The idea of the reciprocal blast (or reblasting) is as follows. If you search with protein A1 from organism A and find B1 to be the best hit in organism B, it might nonetheless be that there is a different protein in organism A that looks more like B1 than A1 does. By performing the reverse blast, you ensure that A1 and B1 are each others best hits. When that is the case, they are very likely to be orthologs. It should be noted, though, that A1 and B1 being reciprocal best hits does not ensure that they are orthologs. Similarly, you cannot conclude that A1 and B1 are not orthologs because they are not reciprocal best hits.

Typical cases where the reciprocal best hits strategy fails involve either a gene duplication that has taken place since the speciation event separating the two organisms, or a gene duplication that has taken place prior to the speciation event and which was followed by gene losses in both lineages. In the former case, the reciprocal best hits strategy will identify only one of several orthologs. In the latter case, it will wrongly suggest that two paralogous genes are orthologs.

With respect to which significance cutoffs to use with BLAST, it depends very much on the evolutionary distance between the two organisms as well as on the protein family in question. The more evolutionarily distant the two organisms are from each other, the more relaxed cutoffs you need to used. However, you can generally get away with using very relaxed cutoffs when using the reciprocal best hits strategy, since most of the false positive hits that come out of a BLAST search will not fulfill the reciprocality criterion and hence be filtered out anyway.

In terms of which output would be relevant, I would suggest the following: the bit score obtained from BLAST, the percent identity of the alignment, the aligned fractions (i.e. how many percent of the total length could be aligned), and possibly also the lengths of the two proteins.

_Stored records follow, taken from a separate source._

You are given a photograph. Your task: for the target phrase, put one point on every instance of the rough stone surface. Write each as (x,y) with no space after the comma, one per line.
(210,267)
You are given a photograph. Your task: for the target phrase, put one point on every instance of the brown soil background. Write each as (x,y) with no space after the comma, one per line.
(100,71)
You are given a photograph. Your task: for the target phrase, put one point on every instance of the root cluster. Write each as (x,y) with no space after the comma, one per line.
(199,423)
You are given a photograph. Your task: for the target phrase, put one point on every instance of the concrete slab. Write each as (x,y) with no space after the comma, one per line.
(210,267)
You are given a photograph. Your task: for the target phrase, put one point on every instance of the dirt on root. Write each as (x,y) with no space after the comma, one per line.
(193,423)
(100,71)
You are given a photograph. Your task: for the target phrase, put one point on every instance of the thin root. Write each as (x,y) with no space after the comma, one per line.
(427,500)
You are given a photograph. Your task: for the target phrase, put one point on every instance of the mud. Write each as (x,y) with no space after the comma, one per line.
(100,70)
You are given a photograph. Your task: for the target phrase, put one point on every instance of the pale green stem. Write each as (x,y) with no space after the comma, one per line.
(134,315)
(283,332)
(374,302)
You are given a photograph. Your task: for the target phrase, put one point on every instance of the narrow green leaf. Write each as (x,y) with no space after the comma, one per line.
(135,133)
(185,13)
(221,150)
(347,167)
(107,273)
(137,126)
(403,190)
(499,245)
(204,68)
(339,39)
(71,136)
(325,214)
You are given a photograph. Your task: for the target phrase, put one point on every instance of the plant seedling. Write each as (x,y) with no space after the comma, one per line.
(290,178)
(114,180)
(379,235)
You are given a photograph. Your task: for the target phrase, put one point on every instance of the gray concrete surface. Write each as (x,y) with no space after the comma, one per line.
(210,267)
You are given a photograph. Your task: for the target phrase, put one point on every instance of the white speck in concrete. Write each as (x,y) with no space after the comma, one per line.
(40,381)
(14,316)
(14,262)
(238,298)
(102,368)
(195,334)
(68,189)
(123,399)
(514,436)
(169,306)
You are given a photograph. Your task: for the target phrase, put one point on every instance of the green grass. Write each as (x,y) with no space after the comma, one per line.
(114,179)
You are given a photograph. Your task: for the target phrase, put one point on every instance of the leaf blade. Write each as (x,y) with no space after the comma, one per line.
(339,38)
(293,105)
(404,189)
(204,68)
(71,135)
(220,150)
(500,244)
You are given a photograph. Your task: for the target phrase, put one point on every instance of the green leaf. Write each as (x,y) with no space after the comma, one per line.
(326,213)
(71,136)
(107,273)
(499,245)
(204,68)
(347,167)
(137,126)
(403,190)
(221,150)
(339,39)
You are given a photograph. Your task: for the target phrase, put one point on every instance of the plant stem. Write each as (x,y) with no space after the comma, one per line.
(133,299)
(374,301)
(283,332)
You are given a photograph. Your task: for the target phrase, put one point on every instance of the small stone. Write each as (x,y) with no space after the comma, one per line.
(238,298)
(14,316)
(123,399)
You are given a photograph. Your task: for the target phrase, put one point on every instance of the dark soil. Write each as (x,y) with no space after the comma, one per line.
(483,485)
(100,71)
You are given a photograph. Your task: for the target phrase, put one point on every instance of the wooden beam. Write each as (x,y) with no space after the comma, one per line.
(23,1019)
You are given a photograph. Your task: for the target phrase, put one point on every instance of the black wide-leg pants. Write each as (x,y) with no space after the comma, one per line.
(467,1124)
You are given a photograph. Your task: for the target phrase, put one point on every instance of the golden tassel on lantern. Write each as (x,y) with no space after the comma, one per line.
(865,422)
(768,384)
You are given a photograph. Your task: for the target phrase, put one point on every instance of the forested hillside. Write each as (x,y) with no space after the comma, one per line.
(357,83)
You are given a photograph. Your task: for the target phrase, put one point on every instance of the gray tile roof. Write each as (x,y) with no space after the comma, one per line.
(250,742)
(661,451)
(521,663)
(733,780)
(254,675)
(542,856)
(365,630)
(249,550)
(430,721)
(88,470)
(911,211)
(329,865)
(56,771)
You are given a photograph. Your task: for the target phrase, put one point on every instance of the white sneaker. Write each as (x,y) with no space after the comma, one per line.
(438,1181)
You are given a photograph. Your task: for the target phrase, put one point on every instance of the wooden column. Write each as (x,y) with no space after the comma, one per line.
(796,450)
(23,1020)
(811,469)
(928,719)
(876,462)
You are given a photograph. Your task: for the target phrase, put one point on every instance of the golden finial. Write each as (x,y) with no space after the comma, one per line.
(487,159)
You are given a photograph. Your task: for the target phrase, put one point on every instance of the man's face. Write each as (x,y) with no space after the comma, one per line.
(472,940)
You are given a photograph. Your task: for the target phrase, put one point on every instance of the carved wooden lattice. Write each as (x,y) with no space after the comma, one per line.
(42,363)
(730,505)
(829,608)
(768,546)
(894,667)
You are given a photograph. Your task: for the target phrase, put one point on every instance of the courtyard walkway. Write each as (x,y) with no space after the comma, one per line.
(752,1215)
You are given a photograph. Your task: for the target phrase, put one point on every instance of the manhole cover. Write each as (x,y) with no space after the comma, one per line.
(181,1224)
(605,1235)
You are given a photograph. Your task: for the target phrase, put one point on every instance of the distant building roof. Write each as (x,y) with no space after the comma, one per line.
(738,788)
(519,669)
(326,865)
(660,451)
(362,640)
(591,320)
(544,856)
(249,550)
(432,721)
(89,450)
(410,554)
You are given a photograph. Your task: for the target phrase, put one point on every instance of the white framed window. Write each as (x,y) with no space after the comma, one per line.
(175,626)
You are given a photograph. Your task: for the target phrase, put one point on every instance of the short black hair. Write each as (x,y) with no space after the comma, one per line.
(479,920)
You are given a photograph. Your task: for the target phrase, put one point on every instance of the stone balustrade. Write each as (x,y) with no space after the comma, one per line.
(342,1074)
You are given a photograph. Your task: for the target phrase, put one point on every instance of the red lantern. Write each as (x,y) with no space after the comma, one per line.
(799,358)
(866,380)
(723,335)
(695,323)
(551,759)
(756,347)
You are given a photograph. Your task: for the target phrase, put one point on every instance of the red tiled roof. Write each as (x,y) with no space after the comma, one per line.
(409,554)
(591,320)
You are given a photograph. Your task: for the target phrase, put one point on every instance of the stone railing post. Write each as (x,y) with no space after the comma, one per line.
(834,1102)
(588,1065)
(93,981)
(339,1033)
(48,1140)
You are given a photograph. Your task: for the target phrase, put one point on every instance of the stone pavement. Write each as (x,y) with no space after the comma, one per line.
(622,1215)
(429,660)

score 0 · Answer 2 · 2011-09-01

The assumption is orthologous genes have identical or highly related functions and this sharing is greater than for paralogs. But Nehrt, Hahn et al challenge this by offering that "the most important factor in the evolution of function is not amino acid sequence, but rather the cellular context in which proteins act."

They combined experimentally derived function with gene expression data on nearly 9000 proteins.

This is certainly a controversial statement, but in a thought-provoking manner. After all, it is the integration of diverse data that are driving a lot of genomics. One example is GWAS (genome-wide association studies) + gene expression = better identification of likely causal variant. The same might be applied to the ortholog/paralog definition.